J’ai du mal à me dire que les médecins généralistes vont pouvoir dégager du temps pour ces consultations
Dr Amandine Bertrand, oncologue pédiatrique à IHOPe
Une offre de soins à organiser et à valoriser
« Même si les consultations se développent, elles ne font actuellement pas l’objet d’une organisation de l’offre de soins ni d’une valorisation de la filière active », déplore le Dr Fresneau. Ainsi, peu de centres peuvent proposer aux patients une consultation spécifique avec une équipe dédiée comme celles du Dr Fresneau ou de la Dr Bertrand. Bien que l’Institut national du cancer (Inca) ait rendu un rapport d’expertise sur la nécessité d’un suivi à long terme, la Direction générale de l’offre de soins (DGOS) et les agences régionales de santé n’ont pas donné suite.
« Chaque centre fait selon les moyens de l’hôpital, ce sont souvent les oncologues pédiatriques qui s’emparent du sujet, mais cela peut aussi être des endocrinologues ou des internistes », indique Brice Fresneau.

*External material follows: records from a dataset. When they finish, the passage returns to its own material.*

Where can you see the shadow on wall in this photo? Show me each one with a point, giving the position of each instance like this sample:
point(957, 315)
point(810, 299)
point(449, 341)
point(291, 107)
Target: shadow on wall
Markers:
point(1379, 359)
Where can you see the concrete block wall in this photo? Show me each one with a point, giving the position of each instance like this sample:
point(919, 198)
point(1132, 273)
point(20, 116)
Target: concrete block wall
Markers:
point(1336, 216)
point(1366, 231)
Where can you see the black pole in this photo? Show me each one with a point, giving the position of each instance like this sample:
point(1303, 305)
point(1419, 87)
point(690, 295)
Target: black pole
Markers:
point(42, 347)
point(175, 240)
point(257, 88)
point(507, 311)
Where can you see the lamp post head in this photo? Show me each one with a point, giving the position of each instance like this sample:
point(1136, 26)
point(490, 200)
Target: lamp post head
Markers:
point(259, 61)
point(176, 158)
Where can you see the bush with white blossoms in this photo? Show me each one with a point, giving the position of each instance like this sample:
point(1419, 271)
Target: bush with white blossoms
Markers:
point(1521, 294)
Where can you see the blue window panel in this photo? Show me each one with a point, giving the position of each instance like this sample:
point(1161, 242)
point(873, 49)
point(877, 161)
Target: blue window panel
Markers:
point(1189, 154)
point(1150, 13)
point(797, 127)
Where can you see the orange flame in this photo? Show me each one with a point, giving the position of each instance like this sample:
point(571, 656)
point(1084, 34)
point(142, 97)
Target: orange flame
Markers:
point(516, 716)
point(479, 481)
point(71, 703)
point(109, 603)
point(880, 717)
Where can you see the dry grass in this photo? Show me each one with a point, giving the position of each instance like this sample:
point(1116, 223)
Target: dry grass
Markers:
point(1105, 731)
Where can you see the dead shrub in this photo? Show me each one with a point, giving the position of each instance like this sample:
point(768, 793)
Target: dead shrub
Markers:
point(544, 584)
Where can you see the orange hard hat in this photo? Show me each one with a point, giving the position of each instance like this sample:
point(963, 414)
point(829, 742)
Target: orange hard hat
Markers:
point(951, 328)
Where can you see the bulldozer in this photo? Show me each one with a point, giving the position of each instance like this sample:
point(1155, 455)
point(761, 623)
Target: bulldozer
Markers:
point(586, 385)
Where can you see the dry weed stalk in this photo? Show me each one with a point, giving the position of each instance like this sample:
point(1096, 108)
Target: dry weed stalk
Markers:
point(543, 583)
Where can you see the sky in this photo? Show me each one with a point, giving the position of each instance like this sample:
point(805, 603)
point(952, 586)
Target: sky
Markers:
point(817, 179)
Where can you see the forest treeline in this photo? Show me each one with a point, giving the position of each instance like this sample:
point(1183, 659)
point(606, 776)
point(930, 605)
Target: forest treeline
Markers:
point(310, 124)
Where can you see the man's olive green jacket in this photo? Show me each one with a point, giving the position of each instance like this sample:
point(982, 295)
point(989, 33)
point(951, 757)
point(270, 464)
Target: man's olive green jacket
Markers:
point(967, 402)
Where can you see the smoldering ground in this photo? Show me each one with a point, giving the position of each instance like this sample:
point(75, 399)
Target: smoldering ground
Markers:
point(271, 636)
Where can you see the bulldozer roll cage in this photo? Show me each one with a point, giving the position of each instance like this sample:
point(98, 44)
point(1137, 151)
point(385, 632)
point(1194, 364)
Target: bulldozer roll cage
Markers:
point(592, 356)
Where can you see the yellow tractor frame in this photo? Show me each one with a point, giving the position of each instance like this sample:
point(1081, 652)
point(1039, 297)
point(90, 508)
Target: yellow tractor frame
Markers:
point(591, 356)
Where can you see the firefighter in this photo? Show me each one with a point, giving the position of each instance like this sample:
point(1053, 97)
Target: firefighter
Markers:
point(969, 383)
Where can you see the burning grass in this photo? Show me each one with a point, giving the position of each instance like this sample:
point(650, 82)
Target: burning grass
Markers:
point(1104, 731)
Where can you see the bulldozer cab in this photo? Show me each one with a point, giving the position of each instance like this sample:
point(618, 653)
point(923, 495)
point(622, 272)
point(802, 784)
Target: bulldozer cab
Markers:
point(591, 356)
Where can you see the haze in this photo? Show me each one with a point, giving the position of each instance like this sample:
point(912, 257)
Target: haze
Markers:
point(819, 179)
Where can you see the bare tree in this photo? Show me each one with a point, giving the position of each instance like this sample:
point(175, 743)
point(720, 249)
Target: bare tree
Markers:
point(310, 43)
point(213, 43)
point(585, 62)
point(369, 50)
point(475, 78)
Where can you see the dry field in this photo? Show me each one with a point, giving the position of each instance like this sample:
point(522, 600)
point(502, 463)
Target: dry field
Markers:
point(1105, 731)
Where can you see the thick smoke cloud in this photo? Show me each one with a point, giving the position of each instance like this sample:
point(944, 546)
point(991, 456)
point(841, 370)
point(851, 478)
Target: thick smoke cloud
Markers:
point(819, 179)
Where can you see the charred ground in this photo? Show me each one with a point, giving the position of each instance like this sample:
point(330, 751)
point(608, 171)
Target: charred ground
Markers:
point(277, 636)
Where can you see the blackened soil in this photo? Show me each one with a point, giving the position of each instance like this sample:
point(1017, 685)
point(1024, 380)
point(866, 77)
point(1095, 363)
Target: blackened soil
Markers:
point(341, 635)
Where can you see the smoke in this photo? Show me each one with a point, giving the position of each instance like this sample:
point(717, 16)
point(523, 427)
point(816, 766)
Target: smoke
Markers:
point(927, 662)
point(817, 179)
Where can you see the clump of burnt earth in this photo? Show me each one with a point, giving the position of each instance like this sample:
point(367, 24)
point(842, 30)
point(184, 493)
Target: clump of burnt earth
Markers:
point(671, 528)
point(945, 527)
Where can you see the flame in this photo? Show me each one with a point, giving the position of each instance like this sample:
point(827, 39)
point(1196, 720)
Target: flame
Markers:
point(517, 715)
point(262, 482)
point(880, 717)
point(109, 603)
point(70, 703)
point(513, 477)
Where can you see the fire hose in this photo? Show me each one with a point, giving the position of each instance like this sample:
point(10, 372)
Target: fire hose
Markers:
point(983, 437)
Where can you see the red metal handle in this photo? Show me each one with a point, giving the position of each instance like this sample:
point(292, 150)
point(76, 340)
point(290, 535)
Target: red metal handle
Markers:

En l’absence de centre dédié, la coordination n’est pas toujours fluide. « Actuellement, les médecins généralistes manquent de temps et de formation, et les jeunes adultes n’ont pas tous encore de médecin traitant », insiste le Dr Fresneau. « J’ai du mal à me dire que les médecins généralistes vont pouvoir dégager du temps pour ces consultations, comme le préconise l’Inca », abonde la Dr Bertrand.
Un manque d’informations auprès des patients est à déplorer, « beaucoup ne savent pas qu’un suivi existe ni même qu’il est nécessaire. De plus, certains n’ont pas de centre près de chez eux et d’autres souffrent de précarité », expose-t-elle. Cette filière de soins manque également de recommandations sur les modalités de prise en charge, hormis le rapport publié par l’Inca en 2022. Ainsi, pour pallier l’absence de structuration, associations de patients et sociétés savantes se mobilisent pour référencer les centres et informer les anciens patients. La SFCE a nommé un comité de suivi à long terme qui compte un référent par centre et dispense des formations.